Title: “K-mer based read classification for eDNA data”
JHU/APL Internal research – SeqSea – an integrated approach for marine eDNA characterization.
Spoke about using oxford nanopore sequencing vs illumina sequencing for disease studies. They like oxford nanopore sequencing because it can be done at point of use rather than anchored to a lab.
Also prefer longer read lengths obtained with Oxford Nanopore
Uses Kraken for taxonomy assignments, this is way faster than BLAST. Searches for “k-mers” 31 bp long. k-mer based approaches use a pre-computed lookup table to find exact short matches of a pre-defined length, whereas BLAST and similar methods look progressively through large databases to find approximate matches of variable length. With Kraken, that database is loaded into RAM – so it’s a memory hog, but there is little to no CPU processing. There are other approaches that do more to optimize memory use (look into Centrifuge as an example). Uses lowest common ancestor automatically for k-mers that are common between species. Kraken: ultrafast metagenomic sequence classification using exact alignments | Genome Biology | Full Text (biomedcentral.com)
Challenge – Talked about some problems where phylogenetic structures can be wrong based on how they were assigned by classical means or sequence of a specific locus vs entire genomes. How well are samples placed (taxonomically) based on single-species mtDNA characterization using k-mer matching for Oxford Nanopore Sequencing (this is the technology minION instrument uses) – Classification limited to existing databases! Also thrown off by species that have close target sequences but distant phylogeny.

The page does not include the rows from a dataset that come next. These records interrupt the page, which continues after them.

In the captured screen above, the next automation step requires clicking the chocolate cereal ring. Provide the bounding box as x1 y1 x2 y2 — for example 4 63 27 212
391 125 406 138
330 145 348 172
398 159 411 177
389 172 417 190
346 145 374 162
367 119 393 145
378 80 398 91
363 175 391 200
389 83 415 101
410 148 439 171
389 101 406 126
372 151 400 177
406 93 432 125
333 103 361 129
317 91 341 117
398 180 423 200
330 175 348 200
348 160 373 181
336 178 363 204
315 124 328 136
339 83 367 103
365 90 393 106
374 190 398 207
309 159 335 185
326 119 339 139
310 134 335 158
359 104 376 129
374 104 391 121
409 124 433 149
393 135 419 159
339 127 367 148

Peter mentioned an observation that 2 unique sequences occurred for 16S within a single bacterial culture, and this was determined not to be a sequencing error. (It came up during the discussion about Oxford nanopore sequencing being more error-prone than Illumina sequencing.) So, they had to re-isolate single colonies to start that culture over again. > from Nastassia Patin to everyone: The 16S thing could also be due to multiple gene copies in one genome
from Damian Menning to everyone: What coverage is needed for nanopore to get the correct consensus sequence? A: Oxford nanopore sequencing is more error-prone than illumina sequencing, but they aim for 20-x coverage to reliably get correct consensus sequences.
Rick L. - Anyone know of Rainbow snake eDNA markers?
from Sheena Feist to everyone: Can anyone point me in the right direction as to why LTS (light transmission spectroscopy) eDNA technologies have gone unused within recent years? Several older pubs exist for Dreissenid mussels, but appear to have gone unused since publication.
Katy Klymus suggested contacting Scott Egan, Matt Barnes and Andy Mahon are all on the LTS paper from 2015
Carol Stepien: Sheena, we did look at light transmission for zebra and quaggas and published on this by Marshall & Stepien 2019, Ecology and Evolution
Rick will be convening the steering committee this month to get started on planning the next workshop.